While much of the data concerns male prisoners, according to Amnesty International, "orientation was found to be one of four categories that make female prisoners more likely to be targeted for sexual violence."
How the article for sodomy was decriminalized in Russia and what happened to those convicted after that
Most scientists who analyzed the abolition of the article for sodomy in Russia in May 1993 are inclined to believe that the reason was the country’s accession to international organizations. For example, to join the Council of Europe there was a clear requirement - the decriminalization of homosexuality.
Despite the fact that the amendments were technical, the norm was entrenched in society - and the article for “sodomy” was not returned to the Criminal Code when the Russian government began to actively deviate from European conventions and motivate lawmaking with political pretexts.
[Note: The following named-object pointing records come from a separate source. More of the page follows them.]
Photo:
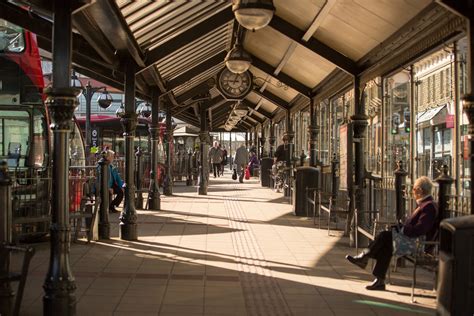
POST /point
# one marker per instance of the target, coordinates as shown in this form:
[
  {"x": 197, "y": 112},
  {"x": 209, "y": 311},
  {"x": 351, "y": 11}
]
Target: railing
[{"x": 31, "y": 207}]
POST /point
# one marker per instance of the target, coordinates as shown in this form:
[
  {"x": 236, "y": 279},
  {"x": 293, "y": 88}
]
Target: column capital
[
  {"x": 129, "y": 122},
  {"x": 61, "y": 103},
  {"x": 359, "y": 123}
]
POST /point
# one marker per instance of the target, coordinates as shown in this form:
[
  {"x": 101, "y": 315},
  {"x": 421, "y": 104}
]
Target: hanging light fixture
[
  {"x": 240, "y": 110},
  {"x": 238, "y": 60},
  {"x": 253, "y": 14},
  {"x": 144, "y": 109},
  {"x": 120, "y": 110}
]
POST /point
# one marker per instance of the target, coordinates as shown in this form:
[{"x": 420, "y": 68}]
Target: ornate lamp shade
[
  {"x": 238, "y": 60},
  {"x": 144, "y": 110},
  {"x": 105, "y": 99},
  {"x": 253, "y": 14},
  {"x": 120, "y": 110},
  {"x": 240, "y": 110}
]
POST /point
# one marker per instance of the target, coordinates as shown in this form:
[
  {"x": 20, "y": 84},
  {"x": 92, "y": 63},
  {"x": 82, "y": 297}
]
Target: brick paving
[{"x": 237, "y": 251}]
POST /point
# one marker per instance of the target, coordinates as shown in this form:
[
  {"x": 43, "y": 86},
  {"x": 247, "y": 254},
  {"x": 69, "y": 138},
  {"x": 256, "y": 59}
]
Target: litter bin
[
  {"x": 456, "y": 267},
  {"x": 305, "y": 177},
  {"x": 265, "y": 171}
]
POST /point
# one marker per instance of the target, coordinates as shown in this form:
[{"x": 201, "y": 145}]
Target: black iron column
[
  {"x": 128, "y": 218},
  {"x": 468, "y": 98},
  {"x": 445, "y": 182},
  {"x": 272, "y": 139},
  {"x": 291, "y": 147},
  {"x": 359, "y": 122},
  {"x": 168, "y": 183},
  {"x": 313, "y": 130},
  {"x": 154, "y": 201},
  {"x": 138, "y": 178},
  {"x": 204, "y": 164},
  {"x": 59, "y": 287},
  {"x": 400, "y": 190},
  {"x": 6, "y": 292},
  {"x": 290, "y": 135},
  {"x": 104, "y": 226}
]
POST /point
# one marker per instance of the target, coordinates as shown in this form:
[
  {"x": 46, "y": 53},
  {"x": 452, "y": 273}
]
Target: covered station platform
[{"x": 237, "y": 251}]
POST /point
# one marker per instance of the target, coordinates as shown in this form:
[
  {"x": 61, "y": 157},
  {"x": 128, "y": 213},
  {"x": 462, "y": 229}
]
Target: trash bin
[
  {"x": 265, "y": 171},
  {"x": 305, "y": 177},
  {"x": 456, "y": 267}
]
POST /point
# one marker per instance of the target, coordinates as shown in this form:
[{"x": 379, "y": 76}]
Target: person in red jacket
[{"x": 424, "y": 221}]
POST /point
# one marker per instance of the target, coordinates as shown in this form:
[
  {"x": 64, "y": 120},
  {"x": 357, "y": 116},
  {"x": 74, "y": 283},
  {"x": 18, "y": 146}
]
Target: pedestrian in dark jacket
[
  {"x": 424, "y": 221},
  {"x": 115, "y": 184}
]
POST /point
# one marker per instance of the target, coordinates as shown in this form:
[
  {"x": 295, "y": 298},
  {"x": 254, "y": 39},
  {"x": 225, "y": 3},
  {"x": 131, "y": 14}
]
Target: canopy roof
[{"x": 180, "y": 46}]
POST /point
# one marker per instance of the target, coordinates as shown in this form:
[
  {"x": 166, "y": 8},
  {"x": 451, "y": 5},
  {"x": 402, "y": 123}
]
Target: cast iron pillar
[
  {"x": 128, "y": 218},
  {"x": 272, "y": 139},
  {"x": 104, "y": 225},
  {"x": 313, "y": 131},
  {"x": 6, "y": 292},
  {"x": 61, "y": 101},
  {"x": 263, "y": 141},
  {"x": 291, "y": 148},
  {"x": 290, "y": 135},
  {"x": 468, "y": 98},
  {"x": 154, "y": 199},
  {"x": 204, "y": 163},
  {"x": 400, "y": 190},
  {"x": 359, "y": 125},
  {"x": 444, "y": 182},
  {"x": 138, "y": 178},
  {"x": 168, "y": 183}
]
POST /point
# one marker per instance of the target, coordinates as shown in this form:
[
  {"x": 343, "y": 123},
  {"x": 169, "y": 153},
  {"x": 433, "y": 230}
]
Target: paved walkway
[{"x": 237, "y": 251}]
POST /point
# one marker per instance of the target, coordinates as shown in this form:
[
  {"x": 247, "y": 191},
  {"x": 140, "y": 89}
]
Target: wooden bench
[{"x": 420, "y": 259}]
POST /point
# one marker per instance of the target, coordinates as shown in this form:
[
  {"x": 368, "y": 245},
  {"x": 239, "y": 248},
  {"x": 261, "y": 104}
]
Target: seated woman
[
  {"x": 424, "y": 221},
  {"x": 253, "y": 162}
]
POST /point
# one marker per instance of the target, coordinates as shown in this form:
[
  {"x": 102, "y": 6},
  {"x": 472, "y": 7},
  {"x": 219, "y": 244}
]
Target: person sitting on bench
[{"x": 422, "y": 222}]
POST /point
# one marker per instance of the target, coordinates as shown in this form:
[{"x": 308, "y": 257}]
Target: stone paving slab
[{"x": 237, "y": 251}]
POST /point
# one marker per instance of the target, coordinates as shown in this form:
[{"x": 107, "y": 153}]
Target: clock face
[{"x": 234, "y": 86}]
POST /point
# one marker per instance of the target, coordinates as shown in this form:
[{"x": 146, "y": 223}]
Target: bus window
[
  {"x": 38, "y": 152},
  {"x": 14, "y": 126},
  {"x": 76, "y": 148}
]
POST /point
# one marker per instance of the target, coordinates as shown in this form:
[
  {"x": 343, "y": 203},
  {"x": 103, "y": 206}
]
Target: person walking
[
  {"x": 241, "y": 160},
  {"x": 115, "y": 183},
  {"x": 215, "y": 157},
  {"x": 401, "y": 240}
]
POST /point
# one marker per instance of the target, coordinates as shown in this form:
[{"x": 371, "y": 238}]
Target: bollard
[
  {"x": 6, "y": 292},
  {"x": 400, "y": 190},
  {"x": 104, "y": 226},
  {"x": 444, "y": 181},
  {"x": 139, "y": 194}
]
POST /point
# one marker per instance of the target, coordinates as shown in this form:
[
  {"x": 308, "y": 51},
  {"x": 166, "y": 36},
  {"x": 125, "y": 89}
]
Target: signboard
[
  {"x": 94, "y": 140},
  {"x": 345, "y": 156}
]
Proposals to return “sodomy” and “lesbianism” to legislation have been and continue to be submitted to the State Duma, but have not yet found support.
The law banning “propaganda of non-traditional sexual relations” was adopted in 2013 precisely because 20 years earlier, during decriminalization, the abolition of anti-homosexual legislation was not a direct consequence of an understanding of the need for this step. The government was not ready to accept modern society then, and it still is not ready to do so.
When the law on “sodomy” was repealed, there was an amnesty for the first part of the article - for voluntary homosexual relations - in 1993 and the convicts were gradually released from prison. However, none of them were rehabilitated, that is, they were not recognized as wrongfully convicted, they were not entitled to any benefits or payments for the suffering they suffered in prison.
Insulation
For their own safety, LGBT people in prison are sometimes placed in a punishment cell or guarded. Although homosexuality is "generally seen as requiring additional protection", cases of homophobia.
Another problem is that protective and disciplinary custody are often the same thing, namely confinement in a “protective unit” in very limited and isolated conditions - solitary confinement - which prevents such prisoners from participating in drug rehabilitation programs, educational programs, professional training, contact with other prisoners or visitors, or enjoy privileges such as the right to watch television, listen to the radio, etc.
In other cases, institutions may have special areas for vulnerable prisoners, such as LGBT, elderly or disabled prisoners. In San Francisco, for example, transgender inmates are automatically separated from other inmates. However, according to Eileen Hurst, the San Francisco sheriff, homosexuality alone does not justify a request for protective housing: inmates requesting such housing must demonstrate their vulnerability.